The exact chemical process that produced the Great Smog of 1952 were not clearly understood until recently, when a group of researchers tackling the problem of China’s severe air pollution published their findings in the 2016 Proceedings of the National Academy of Sciences of the United States. The danger of uncurbed emissions from coal burning was dire to the people of London over 60 years ago, and the present danger to the residents of the northern cities in China (including Beijing) is likewise real.
Many of the problems we face today with regard to environmental degradation are linked to human selfishness and greed. A denial that climate change exists is used by many, even many professed Christians, as an affront to not take responsibility. Some claim there is no definite link between carbon dioxide emissions and global warming/climate change, even while there is great progress in the scientific understanding of climate change. As a Seventh-day Adventist Christian and a practicing environmental engineer, I am proud of the church’s official statement on “The Stewardship of the Environment,” published over 20 years ago.

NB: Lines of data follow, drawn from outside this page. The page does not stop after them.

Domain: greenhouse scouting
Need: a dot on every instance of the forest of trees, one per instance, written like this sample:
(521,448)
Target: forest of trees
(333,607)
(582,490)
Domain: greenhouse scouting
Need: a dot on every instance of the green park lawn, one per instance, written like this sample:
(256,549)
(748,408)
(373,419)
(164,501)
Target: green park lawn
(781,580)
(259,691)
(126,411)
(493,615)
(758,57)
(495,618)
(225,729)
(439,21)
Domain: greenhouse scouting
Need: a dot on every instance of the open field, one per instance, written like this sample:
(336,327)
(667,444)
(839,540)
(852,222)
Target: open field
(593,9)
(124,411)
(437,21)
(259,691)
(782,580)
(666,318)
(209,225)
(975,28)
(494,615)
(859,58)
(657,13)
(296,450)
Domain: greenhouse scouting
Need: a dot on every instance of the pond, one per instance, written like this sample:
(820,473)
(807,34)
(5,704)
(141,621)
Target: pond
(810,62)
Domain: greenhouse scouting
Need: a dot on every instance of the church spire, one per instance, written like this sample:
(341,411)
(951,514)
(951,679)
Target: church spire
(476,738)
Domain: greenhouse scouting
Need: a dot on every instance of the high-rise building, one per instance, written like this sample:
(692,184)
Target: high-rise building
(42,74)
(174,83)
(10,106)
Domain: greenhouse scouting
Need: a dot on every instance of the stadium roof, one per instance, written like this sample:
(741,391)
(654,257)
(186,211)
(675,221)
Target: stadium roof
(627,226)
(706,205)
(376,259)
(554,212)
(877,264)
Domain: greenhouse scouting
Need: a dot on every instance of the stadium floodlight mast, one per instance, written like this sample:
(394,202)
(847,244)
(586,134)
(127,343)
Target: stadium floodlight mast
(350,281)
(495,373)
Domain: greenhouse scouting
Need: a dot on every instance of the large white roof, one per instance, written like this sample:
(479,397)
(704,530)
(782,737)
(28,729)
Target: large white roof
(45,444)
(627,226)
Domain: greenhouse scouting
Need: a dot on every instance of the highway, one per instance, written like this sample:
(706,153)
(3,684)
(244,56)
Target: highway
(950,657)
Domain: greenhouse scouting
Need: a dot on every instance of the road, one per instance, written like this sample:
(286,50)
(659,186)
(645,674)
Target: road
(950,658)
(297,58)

Furthermore, in 1979, the National Research Council, the research arm of the National Academy of Sciences of the U.S, reported on its investigation into the subject of carbon dioxide and climate change: “If carbon dioxide continues to increase, the study group finds no reason to doubt that climate changes will result and no reason to believe that these changes will be negligible […] A wait-and-see policy may mean waiting until it is too late.” However, it took a U.S Supreme Court case involving a lawsuit brought by twelve states and several cities 28 years later in 2007 to compel the EPA to regulate carbon dioxide and other greenhouse gases as pollutants under the Clean Air Act.
Emission limitations by EPA regulations or otherwise may not reverse global warming, but as faithful stewards, this does not relieve us of our God-given duty to take steps to slow or reduce it, or to call for our elected officials to do the same. “For everyone to whom much is given, from him much will be required; and to whom much has been committed, of him they will ask more” (Luke 12:48, NKJV).